Further, malicious applications can register for intents broadcasted by other applications in addition to the Android system itself. This allows the malware to respond based on actions in other applications. This behavior typically indicates a more intimate knowledge, or potentially the targeting of specific devices, users, or applications.

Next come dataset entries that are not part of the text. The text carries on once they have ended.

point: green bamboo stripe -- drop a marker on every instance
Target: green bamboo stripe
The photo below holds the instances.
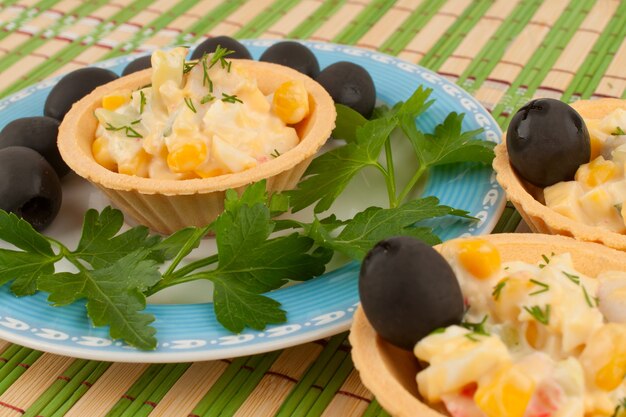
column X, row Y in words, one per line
column 135, row 390
column 316, row 19
column 263, row 20
column 331, row 387
column 315, row 389
column 542, row 60
column 8, row 380
column 363, row 22
column 16, row 358
column 61, row 389
column 24, row 16
column 490, row 55
column 310, row 376
column 77, row 46
column 455, row 34
column 81, row 389
column 150, row 29
column 231, row 389
column 596, row 63
column 44, row 35
column 168, row 375
column 216, row 389
column 411, row 26
column 161, row 390
column 239, row 392
column 207, row 22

In Android 8 (API level 26), broadcast intent behavior was changed, limiting the implicit intents that applications can register for in the manifest. In most cases, applications that register through the manifest will no longer receive the broadcasts. Now, applications must register context-specific broadcast receivers while the user is actively using the app.[1]

ID: T1402
Sub-techniques:  No sub-techniques
Tactic Type: Post-Adversary Device Access
Tactics: Persistence, Execution
Platforms: Android
Contributors: Alex Hinchliffe, Palo Alto Networks
Version: 2.0
Created: 25 October 2017
Last Modified: 27 March 2020

Procedure Examples

Name Description
DEFENSOR ID

DEFENSOR ID abuses the accessibility service to auto-start the malware on device boot. This is accomplished by receiving the android.accessibilityservice.AccessibilityService intent.[2]

EventBot

EventBot registers for the BOOT_COMPLETED intent to auto-start after the device boots.[3]

FakeSpy

FakeSpy can register for the BOOT_COMPLETED broadcast Intent.[4]

FlexiSpy

FlexiSpy uses root access to establish reboot hooks to re-install the application from /data/misc/adn.[5] At boot, FlexiSpy spawns daemons for process monitoring, call monitoring, call managing, and system.[5]

GolfSpy

GolfSpy registers for the USER_PRESENT broadcast intent and uses it as a trigger to take photos with the front-facing camera.[6]

Pegasus for Android

Pegasus for Android listens for the BOOT_COMPLETED broadcast intent in order to maintain persistence and activate its functionality at device boot time.[7]

SimBad

SimBad registers for the BOOT_COMPLETED and USER_PRESENT broadcast intents, which allows the software to perform actions after the device is booted and when the user is using the device, respectively.[8]

SpyDealer

SpyDealer registers the broadcast receiver to listen for events related to device boot-up.[9]

SpyNote RAT

SpyNote RAT uses an Android broadcast receiver to automatically start when the device boots.[10]

TrickMo

TrickMo registers for the SCREEN_ON and SMS_DELIVER intents to perform actions when the device is unlocked and when the device receives an SMS message.[11]

Mitigations

Mitigation Description
Use Recent OS Version

In Android 8, broadcast intent behavior was changed, limiting the implicit intents that applications can register for in the manifest.[1]

Detection

Broadcast intent receivers are part of standard OS-level APIs and are therefore typically undetectable to the end user.